Follow: hitting above center
Striking above the cue ball's vertical center imparts topspin, so after the initial skid the ball rolls forward through and past the point of contact with the object ball. The higher above center you strike (within reason), the more pronounced the forward roll after impact. Follow is the shot to reach for when you need the cue ball to continue traveling in roughly the same direction after the hit.
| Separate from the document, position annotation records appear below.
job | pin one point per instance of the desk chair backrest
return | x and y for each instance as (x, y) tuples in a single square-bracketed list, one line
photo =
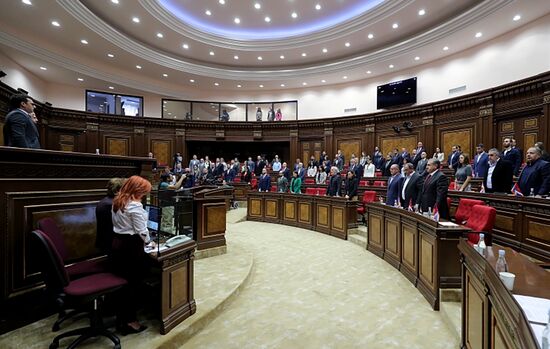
[(482, 220), (464, 209)]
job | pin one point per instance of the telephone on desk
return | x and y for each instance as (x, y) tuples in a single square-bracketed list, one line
[(176, 240)]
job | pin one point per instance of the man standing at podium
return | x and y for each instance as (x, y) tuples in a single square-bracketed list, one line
[(19, 128)]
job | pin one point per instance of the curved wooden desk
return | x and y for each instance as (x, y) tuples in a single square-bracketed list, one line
[(491, 317), (325, 214), (422, 249)]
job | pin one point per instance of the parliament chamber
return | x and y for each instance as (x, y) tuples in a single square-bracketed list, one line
[(259, 249)]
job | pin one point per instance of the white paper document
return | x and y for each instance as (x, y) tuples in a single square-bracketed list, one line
[(535, 309)]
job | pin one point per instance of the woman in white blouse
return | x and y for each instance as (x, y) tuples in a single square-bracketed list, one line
[(369, 168), (128, 257)]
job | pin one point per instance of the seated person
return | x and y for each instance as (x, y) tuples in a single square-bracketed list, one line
[(104, 221)]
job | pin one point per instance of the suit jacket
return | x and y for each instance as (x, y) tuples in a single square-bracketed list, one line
[(265, 183), (535, 175), (392, 193), (350, 187), (334, 185), (20, 131), (412, 190), (481, 164), (513, 155), (501, 178), (421, 167), (434, 192)]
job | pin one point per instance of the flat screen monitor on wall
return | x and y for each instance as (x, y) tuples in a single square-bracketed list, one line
[(397, 93)]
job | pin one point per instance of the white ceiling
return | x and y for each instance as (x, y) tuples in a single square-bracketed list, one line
[(28, 37)]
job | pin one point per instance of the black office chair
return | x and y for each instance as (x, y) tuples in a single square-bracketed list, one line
[(86, 290)]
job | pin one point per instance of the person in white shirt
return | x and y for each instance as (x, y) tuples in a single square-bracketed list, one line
[(128, 257)]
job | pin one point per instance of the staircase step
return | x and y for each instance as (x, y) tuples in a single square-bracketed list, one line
[(358, 240)]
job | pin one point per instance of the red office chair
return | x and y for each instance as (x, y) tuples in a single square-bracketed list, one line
[(465, 208), (368, 196), (83, 291), (481, 220)]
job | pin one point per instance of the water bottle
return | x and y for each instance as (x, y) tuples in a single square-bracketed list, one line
[(546, 334), (501, 265), (481, 244)]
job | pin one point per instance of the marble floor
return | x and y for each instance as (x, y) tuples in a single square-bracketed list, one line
[(304, 290)]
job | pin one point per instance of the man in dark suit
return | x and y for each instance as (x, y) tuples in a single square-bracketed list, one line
[(335, 182), (452, 160), (481, 161), (434, 190), (511, 154), (498, 176), (535, 177), (419, 149), (265, 181), (392, 194), (19, 128), (410, 186)]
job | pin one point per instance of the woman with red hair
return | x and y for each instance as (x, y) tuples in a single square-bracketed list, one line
[(128, 256)]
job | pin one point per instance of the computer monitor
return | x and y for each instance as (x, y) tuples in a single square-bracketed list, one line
[(154, 217)]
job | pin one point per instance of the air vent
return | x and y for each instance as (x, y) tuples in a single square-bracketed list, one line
[(457, 89)]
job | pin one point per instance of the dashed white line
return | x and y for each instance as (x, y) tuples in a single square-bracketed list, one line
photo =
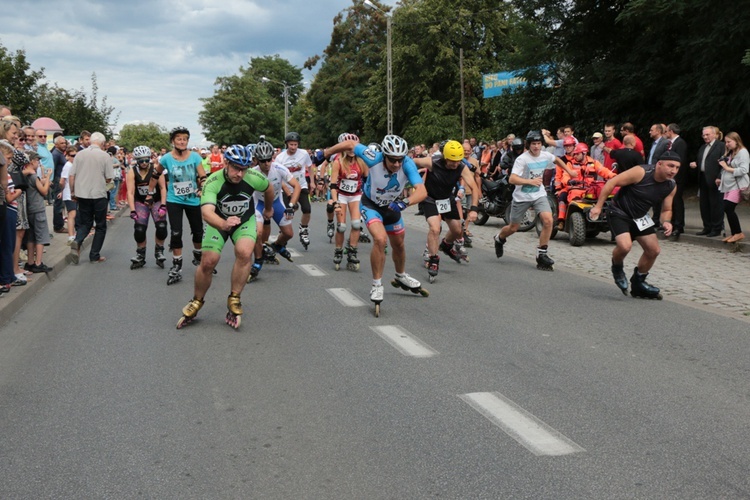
[(536, 436), (346, 297), (312, 270), (404, 342)]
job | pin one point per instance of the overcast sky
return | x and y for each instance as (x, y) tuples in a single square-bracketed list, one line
[(155, 59)]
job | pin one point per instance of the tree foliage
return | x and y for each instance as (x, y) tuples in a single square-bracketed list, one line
[(244, 106), (30, 97), (145, 134)]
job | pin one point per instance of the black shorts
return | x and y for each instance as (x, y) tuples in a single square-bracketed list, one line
[(430, 210), (619, 224)]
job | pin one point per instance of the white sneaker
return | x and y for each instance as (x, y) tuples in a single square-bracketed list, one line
[(408, 281), (376, 294)]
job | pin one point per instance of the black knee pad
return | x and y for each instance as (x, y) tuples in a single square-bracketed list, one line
[(176, 240), (161, 230), (139, 233)]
Draw: hitting below center
Striking below center imparts backspin, so the cue ball skids forward briefly, then the backspin overcomes that slide and pulls it back toward where it came from. Draw requires more precise, often lower and firmer contact than follow because there is less cue ball surface below center before you risk a miscue or a mishit into the rail. A loose grip, level cue, and confident acceleration through the ball matter more here than almost anywhere else.
Stun: killing the roll
A stun shot is struck close enough to center — usually slightly below — that the cue ball has little or no rotation left by the time it reaches the object ball, so it slides into contact and stops or squirts off at roughly ninety degrees to the object ball's path (the tangent line) rather than rolling forward or drawing back. Stun is the tool for holding the cue ball in place or sending it off at a predictable right angle, and it depends on hitting firmly enough that natural roll has not developed before impact.